UTSA English Professor Bridget Drinka drawing a map. |
But give her a board and a marker and ask her a question about how to get from *here,* anywhere in the world that *here* is, to some other place *there* where the history of English or sociolinguistics is or was, and you will witness Professor Drinka transforming herself into a map maker of sorts. She'll sketch images, draw lines to connect points, and then provides keys (or additional sources) at the bottom to make sure you find your way.
Actually, relatively speaking, she hardly uses the marker and board. She mostly produces her maps -- virtual maps -- with hand gestures, movements from one side of the room to the other, and through interestingly woven travel narratives.
Yesterday, Professor Drinka met with our Fellows during the early afternoon.
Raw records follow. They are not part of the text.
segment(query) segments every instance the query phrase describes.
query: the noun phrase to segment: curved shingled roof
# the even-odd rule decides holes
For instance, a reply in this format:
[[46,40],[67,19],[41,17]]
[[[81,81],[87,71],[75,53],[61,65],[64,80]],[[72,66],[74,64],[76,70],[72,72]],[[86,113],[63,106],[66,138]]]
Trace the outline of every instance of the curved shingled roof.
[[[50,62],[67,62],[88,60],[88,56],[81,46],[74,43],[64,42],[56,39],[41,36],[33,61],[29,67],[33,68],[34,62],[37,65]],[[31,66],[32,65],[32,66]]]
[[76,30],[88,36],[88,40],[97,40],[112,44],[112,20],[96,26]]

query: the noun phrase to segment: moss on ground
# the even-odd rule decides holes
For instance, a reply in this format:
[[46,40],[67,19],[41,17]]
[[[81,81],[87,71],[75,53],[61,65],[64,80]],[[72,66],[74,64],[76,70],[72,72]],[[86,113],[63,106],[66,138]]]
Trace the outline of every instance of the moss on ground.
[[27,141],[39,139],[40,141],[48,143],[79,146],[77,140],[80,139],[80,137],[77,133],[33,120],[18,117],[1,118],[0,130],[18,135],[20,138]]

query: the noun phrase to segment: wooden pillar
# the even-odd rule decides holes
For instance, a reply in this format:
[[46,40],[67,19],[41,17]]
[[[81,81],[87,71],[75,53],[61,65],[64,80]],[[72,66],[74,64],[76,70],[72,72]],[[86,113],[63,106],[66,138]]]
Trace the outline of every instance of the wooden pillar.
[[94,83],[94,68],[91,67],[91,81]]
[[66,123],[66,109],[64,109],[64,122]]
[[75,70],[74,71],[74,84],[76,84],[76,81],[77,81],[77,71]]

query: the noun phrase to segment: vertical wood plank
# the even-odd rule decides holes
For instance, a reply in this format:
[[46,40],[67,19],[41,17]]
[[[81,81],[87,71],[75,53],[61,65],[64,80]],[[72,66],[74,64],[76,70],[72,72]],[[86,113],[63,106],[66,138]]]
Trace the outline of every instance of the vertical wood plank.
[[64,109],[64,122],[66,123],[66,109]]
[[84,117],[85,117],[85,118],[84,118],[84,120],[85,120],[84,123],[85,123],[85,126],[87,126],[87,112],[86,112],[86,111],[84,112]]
She gave us a few glimpses of the routes that the English language (or languages) traveled across the Atlantic to North America. She discussed ground-breaking and innovative research studies that scholars had done focusing on distinct language practices in the United States.
We were so engaged with the presentation and the questions that we had for Professor Drinka that we somehow neglected to ask her about her development as a scholar, her day-to-day life as a professor, what it's like being a department chair. We were simply too curious about the lessons and researching findings that she was sharing.
We wanted to know how one speech pattern got from here to there and exactly why this person or that person talked like this and that while others talked in different ways. Professor Drinka would listen to the questions and take a few moments to consider different routes of answers. Then, each time, she began to do what seemed to come natural: she responded by making maps.